Sorry for the total noob question. I just would like to ask if its possible to view my PHP codes (even just the simple "Hello World" in echo) even if I don't have database yet.

My PHP codes are inside/saved as .html and as follows:

<html><head><title>Untitled Document</title></head>

/* Turn on error reporting */
ini_set('display_errors', 1);
ini_set('display_startup_errors', 1);

$name = "Em";
$age = 19;
$school = "De La Salle University";

/* Output text using echo */
echo "Hello World";
// Output text using print
print "Hello " . $age . " years old " . $name ".";
echo "Your name has " . strlen($name) . " letters."; // Em: length = 2
echo "The word \"University\" is found at the " . strpos($school, "University") . " th position." // University: starting position = 12 (because counting starts at 0)


07-31-2008, 08:16 AM
You don't need a database to program in PHP. But unless you're host is set up to parse .html files as PHP you won't get any processing either. Rename .html to .php and it should work.

07-31-2008, 08:29 AM
Okay, so I now changed the extension from .html to .php. However, if I try to view the .php file, nothing will be displayed in the browser? Do I need to setup something with regards to Apache/MySQL before being able to view my "Hello World"? (^_^);

07-31-2008, 08:43 AM
just use XAMPP or WAMP (for Windows)
and put your code in htdocs (for XAMPP) or www (fror WAMP)

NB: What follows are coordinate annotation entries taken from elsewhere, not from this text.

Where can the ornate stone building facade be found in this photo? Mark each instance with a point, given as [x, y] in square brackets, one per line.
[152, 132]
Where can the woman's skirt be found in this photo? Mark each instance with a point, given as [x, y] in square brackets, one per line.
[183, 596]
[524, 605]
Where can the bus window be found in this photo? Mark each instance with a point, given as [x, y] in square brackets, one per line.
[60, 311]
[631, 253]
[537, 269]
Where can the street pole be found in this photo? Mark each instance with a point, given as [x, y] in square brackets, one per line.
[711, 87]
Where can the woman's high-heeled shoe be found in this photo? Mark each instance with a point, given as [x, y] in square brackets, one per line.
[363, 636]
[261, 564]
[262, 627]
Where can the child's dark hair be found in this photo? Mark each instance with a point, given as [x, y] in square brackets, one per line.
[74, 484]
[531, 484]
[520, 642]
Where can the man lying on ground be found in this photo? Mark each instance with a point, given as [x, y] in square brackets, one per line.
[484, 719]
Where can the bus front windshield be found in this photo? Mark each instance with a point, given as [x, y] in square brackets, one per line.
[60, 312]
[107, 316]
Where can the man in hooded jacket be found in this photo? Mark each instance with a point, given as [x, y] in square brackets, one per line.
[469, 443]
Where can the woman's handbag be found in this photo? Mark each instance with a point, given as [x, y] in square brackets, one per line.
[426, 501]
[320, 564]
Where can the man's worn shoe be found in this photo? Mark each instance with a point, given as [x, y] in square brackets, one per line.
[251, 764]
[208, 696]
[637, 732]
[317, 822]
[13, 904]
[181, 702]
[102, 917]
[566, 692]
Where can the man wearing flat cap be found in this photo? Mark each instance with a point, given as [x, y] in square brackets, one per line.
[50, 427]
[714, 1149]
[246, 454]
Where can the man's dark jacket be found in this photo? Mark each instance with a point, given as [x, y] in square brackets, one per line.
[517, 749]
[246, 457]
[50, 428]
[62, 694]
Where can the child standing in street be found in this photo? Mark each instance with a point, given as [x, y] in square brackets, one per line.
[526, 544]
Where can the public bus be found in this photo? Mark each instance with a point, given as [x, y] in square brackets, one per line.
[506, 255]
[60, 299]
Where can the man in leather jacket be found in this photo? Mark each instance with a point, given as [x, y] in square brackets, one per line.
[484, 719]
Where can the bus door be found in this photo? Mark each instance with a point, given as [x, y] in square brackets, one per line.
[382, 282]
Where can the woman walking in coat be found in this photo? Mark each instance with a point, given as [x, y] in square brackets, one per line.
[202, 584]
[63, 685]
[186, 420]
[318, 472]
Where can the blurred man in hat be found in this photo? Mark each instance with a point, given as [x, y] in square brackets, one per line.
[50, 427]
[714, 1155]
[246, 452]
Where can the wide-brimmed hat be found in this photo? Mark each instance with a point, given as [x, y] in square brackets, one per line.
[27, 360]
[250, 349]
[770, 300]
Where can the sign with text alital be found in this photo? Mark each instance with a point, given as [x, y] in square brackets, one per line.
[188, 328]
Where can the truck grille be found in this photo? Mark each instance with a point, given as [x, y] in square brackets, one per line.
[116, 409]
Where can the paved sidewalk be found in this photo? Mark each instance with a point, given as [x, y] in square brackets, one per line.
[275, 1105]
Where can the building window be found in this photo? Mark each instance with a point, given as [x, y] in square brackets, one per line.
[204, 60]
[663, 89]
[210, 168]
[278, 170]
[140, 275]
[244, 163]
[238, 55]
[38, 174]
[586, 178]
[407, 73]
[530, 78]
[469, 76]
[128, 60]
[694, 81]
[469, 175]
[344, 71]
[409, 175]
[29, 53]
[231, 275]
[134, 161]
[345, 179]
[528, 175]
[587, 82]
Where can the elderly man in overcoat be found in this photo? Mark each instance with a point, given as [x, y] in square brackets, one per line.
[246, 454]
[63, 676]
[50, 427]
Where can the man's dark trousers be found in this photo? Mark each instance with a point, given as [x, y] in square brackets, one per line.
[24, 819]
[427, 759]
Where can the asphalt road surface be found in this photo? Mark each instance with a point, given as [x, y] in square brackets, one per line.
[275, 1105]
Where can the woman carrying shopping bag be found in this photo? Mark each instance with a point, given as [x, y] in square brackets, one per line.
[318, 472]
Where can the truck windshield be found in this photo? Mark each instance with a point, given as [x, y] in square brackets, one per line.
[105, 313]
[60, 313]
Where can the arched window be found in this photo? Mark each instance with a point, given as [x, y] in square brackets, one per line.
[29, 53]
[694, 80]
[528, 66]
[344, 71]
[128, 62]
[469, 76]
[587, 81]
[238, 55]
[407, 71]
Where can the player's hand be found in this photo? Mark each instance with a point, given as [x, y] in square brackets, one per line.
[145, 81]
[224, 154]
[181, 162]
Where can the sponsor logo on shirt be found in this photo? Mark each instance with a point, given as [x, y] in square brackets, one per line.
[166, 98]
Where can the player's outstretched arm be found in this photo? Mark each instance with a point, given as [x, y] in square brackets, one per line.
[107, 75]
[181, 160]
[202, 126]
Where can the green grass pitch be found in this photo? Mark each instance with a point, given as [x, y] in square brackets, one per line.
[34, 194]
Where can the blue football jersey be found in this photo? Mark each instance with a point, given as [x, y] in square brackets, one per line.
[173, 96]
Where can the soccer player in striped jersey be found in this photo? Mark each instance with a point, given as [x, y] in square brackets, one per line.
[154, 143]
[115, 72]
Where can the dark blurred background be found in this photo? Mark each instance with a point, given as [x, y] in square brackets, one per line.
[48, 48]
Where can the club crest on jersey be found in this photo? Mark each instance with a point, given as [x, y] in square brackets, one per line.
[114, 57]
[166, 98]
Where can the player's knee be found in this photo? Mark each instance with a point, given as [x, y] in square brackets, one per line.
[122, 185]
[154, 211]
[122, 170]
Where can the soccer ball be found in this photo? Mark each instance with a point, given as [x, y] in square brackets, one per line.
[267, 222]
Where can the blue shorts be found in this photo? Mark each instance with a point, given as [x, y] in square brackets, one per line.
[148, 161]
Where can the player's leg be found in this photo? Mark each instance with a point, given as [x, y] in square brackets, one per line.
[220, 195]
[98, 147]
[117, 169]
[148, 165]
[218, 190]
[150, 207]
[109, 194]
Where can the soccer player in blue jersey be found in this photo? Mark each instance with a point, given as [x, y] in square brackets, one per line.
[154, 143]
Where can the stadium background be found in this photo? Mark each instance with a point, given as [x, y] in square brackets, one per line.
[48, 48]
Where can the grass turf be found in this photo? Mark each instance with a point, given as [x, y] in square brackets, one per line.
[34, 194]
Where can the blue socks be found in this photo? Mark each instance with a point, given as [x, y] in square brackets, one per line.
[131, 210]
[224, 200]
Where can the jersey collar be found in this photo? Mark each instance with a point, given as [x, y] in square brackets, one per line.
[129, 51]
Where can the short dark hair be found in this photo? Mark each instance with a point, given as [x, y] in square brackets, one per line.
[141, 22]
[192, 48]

open ur browser n type http://localhost/path_to_your_file.php

it should work...

07-31-2008, 09:07 AM
I tried putting myfile.php inside Apache's htdocs, and restarted the Apache server.
I went to http://localhost/myfile.php and nothing is displayed.

I then realized that some parts of the codes are wrong:

$message = "Hello";
$number = 143;
$file = fopen("test.txt", "w");
echo vfprintf($file, "&#37;s world. Day number %u", array($message, $number));

What is actually wrong with these lines of code?

My editor (Adobe Dreamweaver CS3) won't also able to detect vfprintf as a valid function. Why is that?

07-31-2008, 10:17 PM
vprintf is the same as printf except it wants an array of parameters. You have given it three arguments, and it only accepts two arguments. You cannot write to a file in this way using PHP, and I don't believe you can override the stdout to pipe it to a file. Instead, use vsprintf/sprintf with you're format and arrays, capture the output in a variable and use fwrite to write the new entry to a file.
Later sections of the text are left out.